Romanian Language Technology

Wolfgang Teubert * Language Resources for Language Technology

John Sinclair has recently developed a corpus typology, and I am using it in my brief account of corpus types [2]:

Special corpus. Special corpora are assembled for a specific purpose, and they vary in size and composition according to their purpose. By intention, special corpora are not balanced (except within the scope of their given purpose) and, if used for other purposes, give a distorted view of the language segment. They can have a number of advantages compared with balanced corpora. Their main advantage is that the texts can be selected in such a way that the phenomena one is looking for occur much more frequently in special corpora than in a balanced corpus. A corpus that is enriched in such a way can be much smaller (perhaps ten times) than a balanced corpus providing the same data.

Reference corpus. Reference corpora come closest to the old concept of a representative corpus. They are composed on the basis of relevant parameters agreed upon by the linguistic community and should include spoken and written, formal and informal language representing various social and situational strata. The idea behind reference corpora is that they can be used for a large variety of purposes, thus, rendering most special corpora unnecessary. They are also the point of reference when it comes to measuring the distortion of special corpora. They are used as benchmarks for lexicons and for the performance of generic tools and specific language technology applications. They are large in size; 50 million words is considered to be the absolute minimum; 100 million will become the European standard in a few years.

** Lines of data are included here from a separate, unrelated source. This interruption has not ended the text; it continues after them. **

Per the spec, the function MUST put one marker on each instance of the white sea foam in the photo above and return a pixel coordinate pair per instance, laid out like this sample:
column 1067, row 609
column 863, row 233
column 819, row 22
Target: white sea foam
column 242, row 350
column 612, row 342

Monitor corpus. Language changes, and these changes should be reflected in a constant growth rate of corpora, leaving untouched the relative weight of its components (i.e., the balance) as defined by the parameters. The same composition schema should be followed year by year, the basis being a reference corpus with texts spoken or written in one single year.

Opportunistic corpus. The opportunistic corpus is an inexpensive alternative to the reference corpus. It is a collection of electronic texts that can be obtained, converted, and used free or at a very modest price; and its composition principle is that one should take all one can get and try to fill in blank spots as soon as they are recognized. Their place is in environments where size and corpus access do not pose a problem. The opportunistic corpus is a virtual corpus in the sense that the selection of an actual corpus (from the opportunistic corpus) is up to the needs of a particular project. Today's monitor corpora usually are opportunistic corpora.

Comparable corpus. For multilingual research and applications, corpora in each language are needed that follow the same composition pattern and, thus, can be used for language comparison. Opportunistic corpora cannot fulfill this claim. The focus is, therefore, on reference corpora. The Commission of the European Community is funding a project whose main goal is the creation of comparable reference corpora (of 50 million words each) for all the official languages of the European Union including Catalan and Irish. Comparable corpora are an indispensable source for bilingual and multilingual lexicons and a new generation of dictionaries [3].

Parallel corpus. Texts in one language and their translations into other languages constitute parallel corpora. They are the source for the detection of translation equivalents and, thus, can play an important role in the development of multilingual lexicons. In order to do this, parallel corpora must be aligned at least sentence by sentence, preferably phrase by phrase. Their disadvantage is that the language of translations is distorted and does not contain the full range of vocabulary and syntax. To compensate for this deficiency, one can set up reciprocate parallel corpora, corpora containing authentic texts as well as translations in each of the languages involved. This allows double-checking translation equivalents. Only if a collocation or phraseologism occurs also in authentic texts, is it counted as an acceptable equivalent.

4. Standardization and validation

Anyone who wants to build up a corpus has to make a number of decisions about how to encode the text. A text is more than a stream of words; it contains much more information. It may have one or more authors, a title, chapter headings, tables and figures, footnotes, foreign language citations, font shifts, paragraphs, and many other features. What should be retained? How should it be encoded? Should one aim at reconstruction of the source text complete with its specific layout? There are no strict rules. However we decide, we have to abide by the decision we made for the entire corpus. If we mark footnotes in text A, we should also mark them in exactly the same way in text B. There must be an explicit list of the features to be encoded, and there must be a set of unambiguous codes. Only a text collection that has been encoded in such a consistent way should be called a corpus.

Why do we need consistency in the creation of corpora? Corpora are raw data waiting for linguistic analysis. To extract information from corpora, we have to use software. The more complicated our query is, the more sophisticated our software must be. If we want to extract complex phraseologisms consisting of all headlines of newspaper texts containing a certain phraseologism, we must make certain that headlines are marked consistently.